Access to Spinraza in England has been extended after the National Institute for Health and Care Excellence (NICE) published amended draft guidance.

The newly published guidance followed a proposal for extending the terms of the managed access agreement (MAA) between NHS England and Biogen for funding the treatment.

The most significant change to the MAA is that it will now include paediatric patients with spinal muscular atrophy (SMA) who have recently lost the ability to walk independently.

This replaces the previous criteria that patients, who had previously gained ambulation, should still be able to walk independently at the start of their treatment with Spinraza.

Spinraza (nusinersen) is the first treatment that targets the underlying cause of SMA. People with the most severe forms of SMA usually die before the age of 2.

Without nusinersen the condition is managed through supportive care which aims to minimise the impact of disability, address complications and improve quality of life.
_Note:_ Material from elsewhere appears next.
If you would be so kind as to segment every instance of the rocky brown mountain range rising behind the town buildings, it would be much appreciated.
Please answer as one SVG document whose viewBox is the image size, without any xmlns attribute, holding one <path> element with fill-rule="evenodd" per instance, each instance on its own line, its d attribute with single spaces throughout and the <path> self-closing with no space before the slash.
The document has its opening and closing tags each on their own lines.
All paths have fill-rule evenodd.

It is estimated there are there are between 600 and 1,200 children and adults in the UK living with SMA.

The NICE announcement follows the agreement of a revised deal between NHS England and Biogen which will see the NHS fund treatment with Spinraza for a time-limited period, allowing further data to be collected on its effectiveness.

Meindert Boysen, Director of the Centre for Health Technology Evaluation at NICE, said: “Having considered new evidence about the effectiveness of Spinraza in people who have lost the ability to walk, NHS England and Biogen have been able to find a way forward that all parties are happy with and that will ensure Spinraza is available to as many people with SMA as possible.

“There will still be people with SMA who will not be able to access treatment with Spinraza under the terms of this agreement. But we are not closing the door to these people.

“Uniquely for this type of arrangement we have made a commitment that, during the 5-year course of the MAA, should evidence become available on the potential benefits of Spinraza for type III SMA patients that are currently not included in the MAA, we will review that evidence to see whether it would support a change in the MAA inclusion criteria.”

NICE said it will now update its draft guidance to reflect the new MAA criteria and this will be issued to consultees for appeal.

If no appeals are received, final guidance is expected to be published at the end of July.